A recent case in Pennsylvania has come to the refreshing, albeit to laymen blindingly obvious, conclusion that you can’t use bare grammatical or syntactic “rules” to avoid deciding what a contract means based on what the parties intended it to mean. In BL Partners Group, LP v. Interbroad LLC (sadly not a precedental decision), a building owner leased a rooftop to BLP for a billboard. The lease, which had a 90-year term, included the following language in its termination provision:
"In the event that Lessor's building is damaged by fire or other casualty and Lessor elects not to restore such building, or Lessor elects to demolish the building, Lessor may terminate the Lease . . . ."
The new owner of the building (Interbroad) proposed to demolish it (it’s on prime property in downtown Philadelphia), and sent BLP a termination notice.
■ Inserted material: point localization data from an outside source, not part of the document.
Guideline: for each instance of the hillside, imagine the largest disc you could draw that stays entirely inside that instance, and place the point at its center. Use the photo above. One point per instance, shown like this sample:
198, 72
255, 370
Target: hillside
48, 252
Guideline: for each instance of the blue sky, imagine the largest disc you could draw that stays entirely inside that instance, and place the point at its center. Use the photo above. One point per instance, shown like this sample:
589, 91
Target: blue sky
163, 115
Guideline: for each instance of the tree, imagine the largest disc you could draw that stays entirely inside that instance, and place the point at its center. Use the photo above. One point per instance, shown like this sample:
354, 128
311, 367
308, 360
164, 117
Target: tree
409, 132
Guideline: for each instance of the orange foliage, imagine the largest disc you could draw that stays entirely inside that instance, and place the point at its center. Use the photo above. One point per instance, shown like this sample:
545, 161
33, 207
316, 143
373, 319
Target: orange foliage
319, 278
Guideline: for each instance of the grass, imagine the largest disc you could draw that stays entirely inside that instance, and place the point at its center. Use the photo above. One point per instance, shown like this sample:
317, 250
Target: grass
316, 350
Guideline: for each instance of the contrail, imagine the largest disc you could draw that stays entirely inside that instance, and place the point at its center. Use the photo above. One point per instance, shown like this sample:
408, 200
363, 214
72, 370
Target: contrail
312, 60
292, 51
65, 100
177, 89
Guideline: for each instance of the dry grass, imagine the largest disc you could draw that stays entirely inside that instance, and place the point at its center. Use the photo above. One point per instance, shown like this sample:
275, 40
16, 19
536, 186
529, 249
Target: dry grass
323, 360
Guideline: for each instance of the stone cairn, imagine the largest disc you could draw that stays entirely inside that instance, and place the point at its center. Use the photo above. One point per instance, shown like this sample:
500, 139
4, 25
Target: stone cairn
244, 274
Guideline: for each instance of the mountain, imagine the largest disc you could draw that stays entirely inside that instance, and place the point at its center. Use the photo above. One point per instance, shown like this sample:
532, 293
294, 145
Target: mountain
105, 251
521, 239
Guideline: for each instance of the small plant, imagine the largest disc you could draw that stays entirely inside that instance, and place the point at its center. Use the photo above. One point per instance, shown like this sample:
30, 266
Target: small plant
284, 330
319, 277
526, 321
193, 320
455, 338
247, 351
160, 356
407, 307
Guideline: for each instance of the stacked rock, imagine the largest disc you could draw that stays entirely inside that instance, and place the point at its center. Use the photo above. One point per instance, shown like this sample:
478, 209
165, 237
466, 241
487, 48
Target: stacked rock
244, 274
BLP balked, saying the lease only allowed for termination if the owner chose to demolish the building after a fire or other casualty. The trial court ruled that because there was a comma before the “or” phrase, the two clauses were unambiguously independent. After considering the dictionary, grammar books, and other places in the lease where clauses did and didn't use commas, the Superior Court ruled that the meaning of the clause was not clear-cut as a matter of grammar, logic or usage, and that the trial court would have to obtain evidence of what the parties actually intended when the lease was drafted.
Cases like this illustrate two points about drafting contracts: first, that’s it’s really, really important to ensure that the people drafting them understand how sentence structure and context can give rise to ambiguity; and second, that parties have no idea how a court is going to approach construing them. I would say that this case involves both a lazy drafter, who didn’t see the language trap and just pushed words into a sentence without considering their context, and a judge who resorted to interpretive tricks and short-cuts rather than demanding (time-consuming) evidence based on actual intent. (As an aside, since the case was decided on a motion for judgment “on the pleadings,” there had been no trial, and the Superior Court’s reversal meant that the parties could introduce evidence. Had there already been a trial, without specific evidence of intent, then the plaintiff (BLP) would automatically lose, because it had the burden of proving a breach of the lease).
Moral: have your contracts drafted by a lawyer who has been trained how to spot and correct ambiguities of sentence structure!
Pro tip: a lawyer who likes punning and playing on words is likely to have a good ear for ambiguous context.